Lately I am amazed at how tired I am.
My heart is tired and my spirit is tired.
The past 3 years have been excruciating in many ways. Don't get me wrong, there were abundant blessings throughout it all. But there has been a lot of struggle as well. Matthew and I knew that we were taking on a challenge of significant proportions when we decided to both be full-time students for the first few years of our marriage. I don't think we knew just how enormous of a commitment this was though. By this, I mean that we underestimated the size of our commitment to school; and not that we underestimated our commitment to marriage. Although that has its own unique challenges, I feel like we were prepared for that challenge - but not for the toll that the intensity of school on each of us as an individual and as a couple. It was an unreal experience and I don't know if I would recommend it to other couples; if anybody asks me in the future, I pledge to be brutally honest with them to try to convey what our experience has been.
After our wedding in May 2007, we had four months of just being married and living.

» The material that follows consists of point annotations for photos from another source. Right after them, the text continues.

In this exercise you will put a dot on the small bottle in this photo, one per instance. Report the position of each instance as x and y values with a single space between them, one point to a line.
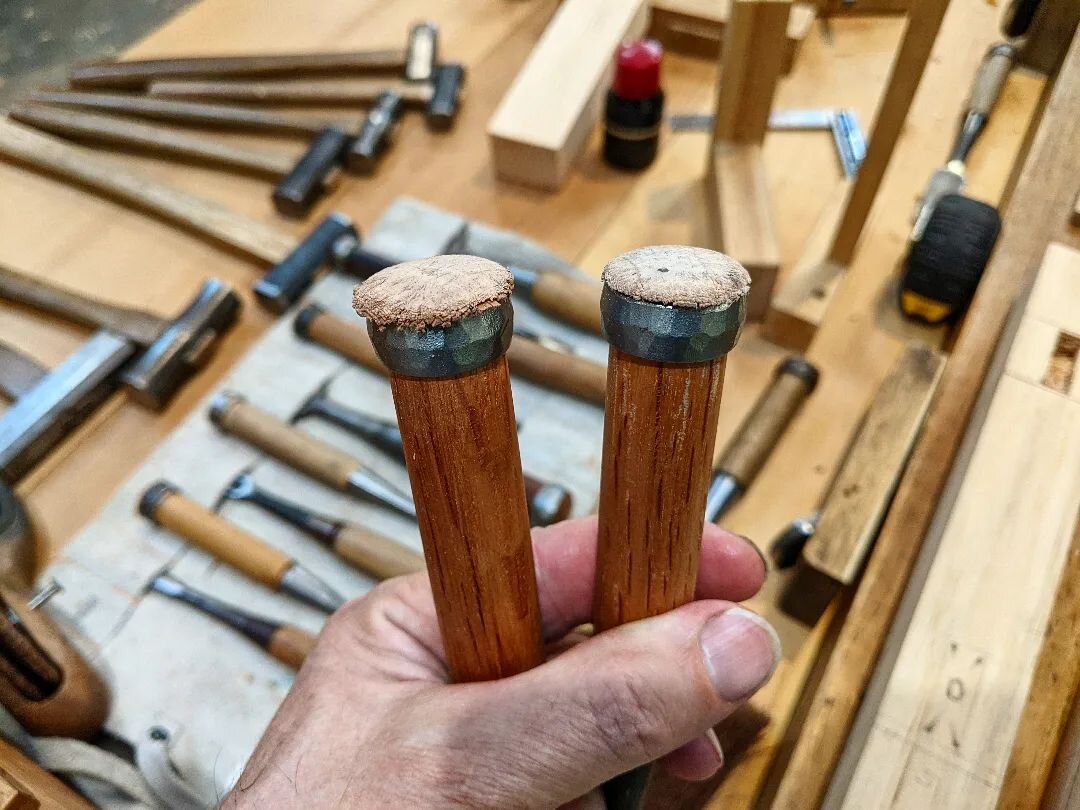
635 106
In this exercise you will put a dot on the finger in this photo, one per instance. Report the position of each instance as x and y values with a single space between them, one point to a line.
696 760
730 568
620 700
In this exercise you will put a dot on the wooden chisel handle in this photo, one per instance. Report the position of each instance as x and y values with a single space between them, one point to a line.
794 381
226 541
136 72
234 415
291 645
571 300
106 177
563 372
319 93
156 140
377 554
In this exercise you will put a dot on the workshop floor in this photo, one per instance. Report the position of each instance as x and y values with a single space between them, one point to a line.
39 39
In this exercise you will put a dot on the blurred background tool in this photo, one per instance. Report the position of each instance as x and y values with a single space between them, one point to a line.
954 234
235 416
166 507
286 643
370 552
793 381
548 502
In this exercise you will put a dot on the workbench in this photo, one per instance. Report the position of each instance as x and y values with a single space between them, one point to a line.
79 240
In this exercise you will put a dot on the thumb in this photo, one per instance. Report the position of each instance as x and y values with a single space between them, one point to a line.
622 699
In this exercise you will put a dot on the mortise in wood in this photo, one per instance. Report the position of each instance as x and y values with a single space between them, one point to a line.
463 462
658 449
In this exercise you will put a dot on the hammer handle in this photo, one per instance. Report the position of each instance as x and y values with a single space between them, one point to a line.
527 359
137 72
160 142
571 300
319 93
106 177
224 540
287 444
192 112
291 645
377 554
763 428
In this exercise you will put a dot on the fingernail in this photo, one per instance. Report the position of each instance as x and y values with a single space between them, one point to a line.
760 554
715 742
741 651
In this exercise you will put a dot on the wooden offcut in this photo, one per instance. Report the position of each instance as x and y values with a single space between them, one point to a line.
544 118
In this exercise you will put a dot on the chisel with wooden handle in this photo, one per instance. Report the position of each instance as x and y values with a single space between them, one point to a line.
559 370
286 643
306 454
366 550
415 63
166 507
299 179
294 261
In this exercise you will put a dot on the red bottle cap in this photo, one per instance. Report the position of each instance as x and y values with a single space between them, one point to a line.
637 69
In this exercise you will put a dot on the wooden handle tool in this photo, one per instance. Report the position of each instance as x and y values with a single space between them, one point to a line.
166 507
366 550
234 415
794 380
286 643
442 326
559 370
575 301
671 314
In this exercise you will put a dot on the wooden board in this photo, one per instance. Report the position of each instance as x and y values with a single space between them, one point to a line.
543 121
944 730
1034 215
696 27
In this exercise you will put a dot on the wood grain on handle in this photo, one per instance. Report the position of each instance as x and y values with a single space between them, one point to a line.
376 554
470 502
291 645
136 72
319 93
758 434
285 443
206 218
527 359
561 370
221 539
193 112
157 140
659 432
571 300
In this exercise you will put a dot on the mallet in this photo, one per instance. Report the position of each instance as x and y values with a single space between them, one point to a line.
671 314
442 326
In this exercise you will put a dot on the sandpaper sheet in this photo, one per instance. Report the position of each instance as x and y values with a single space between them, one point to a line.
212 688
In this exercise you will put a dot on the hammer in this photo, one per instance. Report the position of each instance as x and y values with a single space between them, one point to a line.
559 370
416 62
442 326
439 97
172 351
548 502
671 314
300 180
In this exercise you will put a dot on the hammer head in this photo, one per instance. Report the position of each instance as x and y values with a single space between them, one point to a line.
184 346
446 93
314 173
421 54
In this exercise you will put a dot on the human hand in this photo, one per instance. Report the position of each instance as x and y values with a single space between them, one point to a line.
372 720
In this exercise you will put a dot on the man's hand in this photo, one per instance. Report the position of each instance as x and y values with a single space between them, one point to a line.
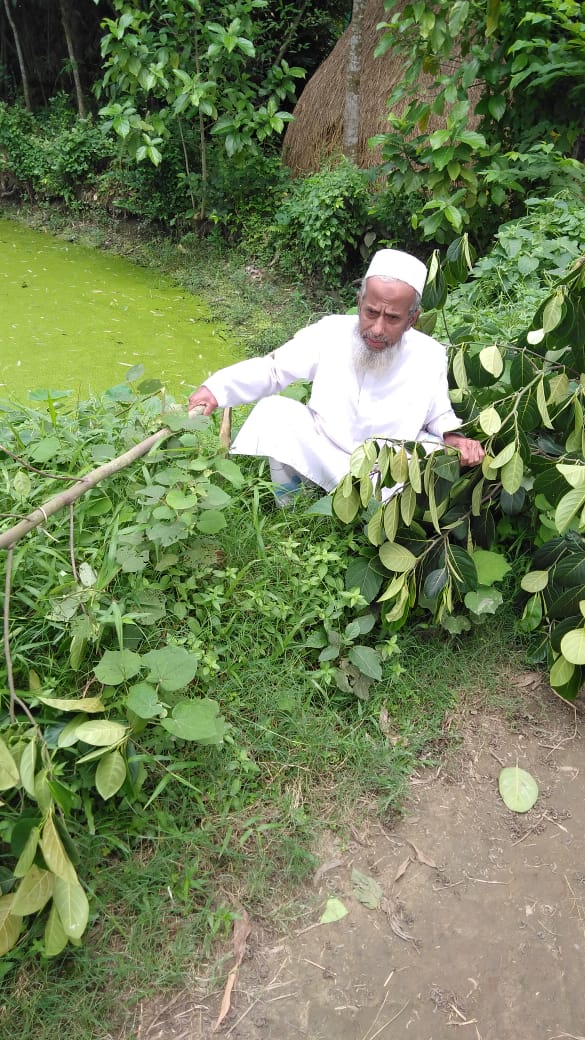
205 397
471 451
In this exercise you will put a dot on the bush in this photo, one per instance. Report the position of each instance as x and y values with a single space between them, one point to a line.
51 155
321 222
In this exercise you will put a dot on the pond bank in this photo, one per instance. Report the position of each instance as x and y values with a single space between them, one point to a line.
227 307
78 318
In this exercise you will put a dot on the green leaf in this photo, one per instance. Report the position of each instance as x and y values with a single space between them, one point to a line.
483 600
334 910
553 311
26 857
561 672
211 522
54 854
512 473
10 925
215 498
143 700
55 936
567 509
9 776
397 557
27 767
172 668
110 774
518 788
414 473
490 359
72 907
532 615
489 421
461 567
117 667
534 581
541 404
90 705
178 500
574 474
362 460
435 581
573 646
366 659
399 466
522 370
497 105
197 721
391 511
490 566
503 457
365 574
346 507
366 889
407 504
101 732
33 892
459 370
376 527
230 470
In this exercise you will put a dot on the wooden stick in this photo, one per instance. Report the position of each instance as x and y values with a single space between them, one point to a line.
9 538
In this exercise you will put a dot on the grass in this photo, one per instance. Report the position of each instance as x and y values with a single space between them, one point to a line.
301 756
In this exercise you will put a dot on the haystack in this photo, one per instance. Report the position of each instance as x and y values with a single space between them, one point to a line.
315 133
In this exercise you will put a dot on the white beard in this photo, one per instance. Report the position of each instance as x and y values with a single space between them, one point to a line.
366 360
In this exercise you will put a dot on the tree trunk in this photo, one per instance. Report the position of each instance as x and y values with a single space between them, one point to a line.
66 21
351 108
20 55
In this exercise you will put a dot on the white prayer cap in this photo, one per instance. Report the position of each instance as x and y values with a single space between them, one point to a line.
393 263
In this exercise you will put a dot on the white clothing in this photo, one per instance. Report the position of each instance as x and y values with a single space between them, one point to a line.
347 406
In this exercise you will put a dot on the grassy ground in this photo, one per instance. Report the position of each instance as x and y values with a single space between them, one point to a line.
300 757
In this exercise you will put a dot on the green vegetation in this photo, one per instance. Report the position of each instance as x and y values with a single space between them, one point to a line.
195 681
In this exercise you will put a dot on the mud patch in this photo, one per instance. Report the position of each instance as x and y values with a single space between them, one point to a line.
480 931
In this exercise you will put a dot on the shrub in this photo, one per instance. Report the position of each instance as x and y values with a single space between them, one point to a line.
51 155
321 222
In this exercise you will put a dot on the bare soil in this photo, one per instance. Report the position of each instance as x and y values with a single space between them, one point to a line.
480 931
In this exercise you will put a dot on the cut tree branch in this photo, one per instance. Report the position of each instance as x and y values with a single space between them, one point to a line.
41 515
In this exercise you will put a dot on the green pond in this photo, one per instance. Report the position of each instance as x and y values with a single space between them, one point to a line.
76 318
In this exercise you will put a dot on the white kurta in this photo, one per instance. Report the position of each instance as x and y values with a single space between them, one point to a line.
347 407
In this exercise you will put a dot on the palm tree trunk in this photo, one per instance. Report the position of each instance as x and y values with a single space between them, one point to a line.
66 22
20 55
351 110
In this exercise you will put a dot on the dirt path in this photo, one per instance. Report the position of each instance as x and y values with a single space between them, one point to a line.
481 928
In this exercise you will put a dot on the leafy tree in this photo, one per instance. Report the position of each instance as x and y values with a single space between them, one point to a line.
442 539
168 67
523 63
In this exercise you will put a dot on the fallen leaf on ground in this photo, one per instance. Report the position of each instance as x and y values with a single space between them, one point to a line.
518 788
366 889
421 856
334 910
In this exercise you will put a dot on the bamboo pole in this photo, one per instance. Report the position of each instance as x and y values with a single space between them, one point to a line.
9 538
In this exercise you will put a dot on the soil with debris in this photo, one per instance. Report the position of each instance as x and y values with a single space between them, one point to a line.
476 923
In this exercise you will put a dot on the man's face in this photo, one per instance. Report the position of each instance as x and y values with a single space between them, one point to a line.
383 312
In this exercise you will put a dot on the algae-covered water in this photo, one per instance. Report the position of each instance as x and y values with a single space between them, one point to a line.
75 318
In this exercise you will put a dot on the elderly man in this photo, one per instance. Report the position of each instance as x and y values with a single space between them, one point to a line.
373 377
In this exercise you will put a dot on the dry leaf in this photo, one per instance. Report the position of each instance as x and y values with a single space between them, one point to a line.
242 930
402 868
421 856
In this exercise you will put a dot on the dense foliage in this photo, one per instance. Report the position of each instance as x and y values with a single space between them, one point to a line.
507 79
442 538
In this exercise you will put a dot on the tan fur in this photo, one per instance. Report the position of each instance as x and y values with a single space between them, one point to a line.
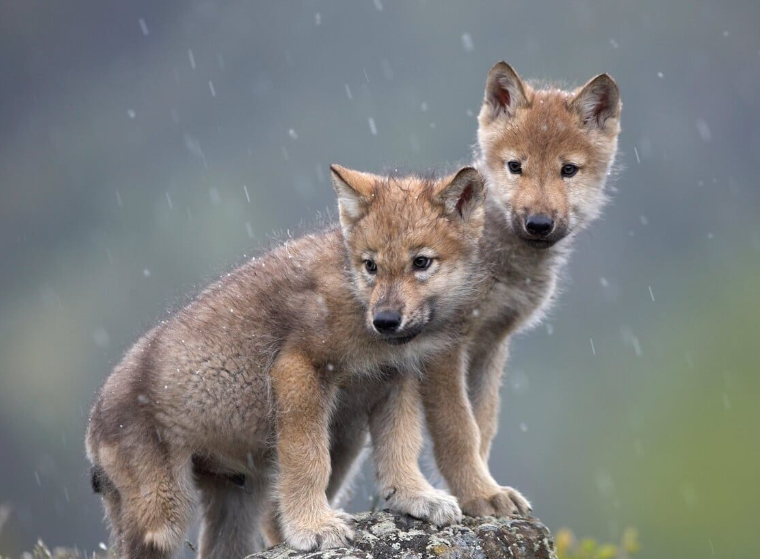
544 129
274 372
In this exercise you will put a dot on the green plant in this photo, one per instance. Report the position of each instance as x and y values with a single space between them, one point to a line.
569 547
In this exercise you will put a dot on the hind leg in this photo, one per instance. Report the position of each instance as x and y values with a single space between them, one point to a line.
229 517
151 501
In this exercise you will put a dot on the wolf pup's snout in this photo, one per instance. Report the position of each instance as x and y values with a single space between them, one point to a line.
386 321
539 225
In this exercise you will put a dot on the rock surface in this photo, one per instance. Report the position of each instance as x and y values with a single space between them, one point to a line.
385 535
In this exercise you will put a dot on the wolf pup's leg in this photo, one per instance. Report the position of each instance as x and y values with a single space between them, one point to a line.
149 498
456 441
396 429
486 369
229 514
304 403
346 443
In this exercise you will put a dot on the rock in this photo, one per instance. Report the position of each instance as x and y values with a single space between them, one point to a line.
385 535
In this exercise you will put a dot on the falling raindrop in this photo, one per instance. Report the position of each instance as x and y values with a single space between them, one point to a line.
467 43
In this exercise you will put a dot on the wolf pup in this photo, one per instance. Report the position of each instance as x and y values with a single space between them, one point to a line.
545 155
237 398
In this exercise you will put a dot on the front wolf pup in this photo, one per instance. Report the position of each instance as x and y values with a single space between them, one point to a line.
545 155
239 388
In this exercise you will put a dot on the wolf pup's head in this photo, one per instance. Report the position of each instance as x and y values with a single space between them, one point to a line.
412 244
546 153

It was wonderful! And then September hit. On the first day of school, I flew up the stairs of our old basement suite, coffee in hand. Running late, I hit the third stair from the top, at the wrong angle and with abundant velocity, and my coffee and I went soaring into Matthew, the stairs, and the door. Perhaps that was an omen of the chaos to come in the next three years:
- Two sets of midterm and final schedules
- Two sets of assignments and papers
- Two GPAs to nurture to an appropriate level above 80% (minimum)
- Two sets of notes and powerpoint slides to print each night (at the expense of countless trees)
- Two types of study habits: one characterized by extensive note taking/copying and memorizing into the wee hours of the morning, and the other characterized by calm textbook reading accompanied by various colours of highlighters, in the comfy leather chair, with a pre-scheduled bath and bed time of 9:30 pm. (Can you guess which is which?!)
- Two individuals riddled with near constant stress, causing frequent sleepless nights, night sweats, floor pacing, headaches, and even occasional chest pains
- Two bodies who let their muscles atrophy while sitting at desks for 12 hours a day
- Two schedules of random part-time shifts whenever possible
- One joint bank account that grew accustomed to no income for the majority of each semester, because study schedules demanded every waking hour of attention

This is a snap-shot of our past three years. Now, I realize that many people have gone to school and I am certainly not trying to say that we've had it worse than most. Certainly not. In fact, before this experience I can honestly say that I didn't understand why so many people drop out of university. I probably thought that I understood, but I didn't. The biggest lessons that we learned from all of this is the necessity of sticking together and the necessity strong social networks (our family and friends). We could not have done it alone. The other thing I've recently learned is the necessity of rest. It is good and it brings much needed perspective.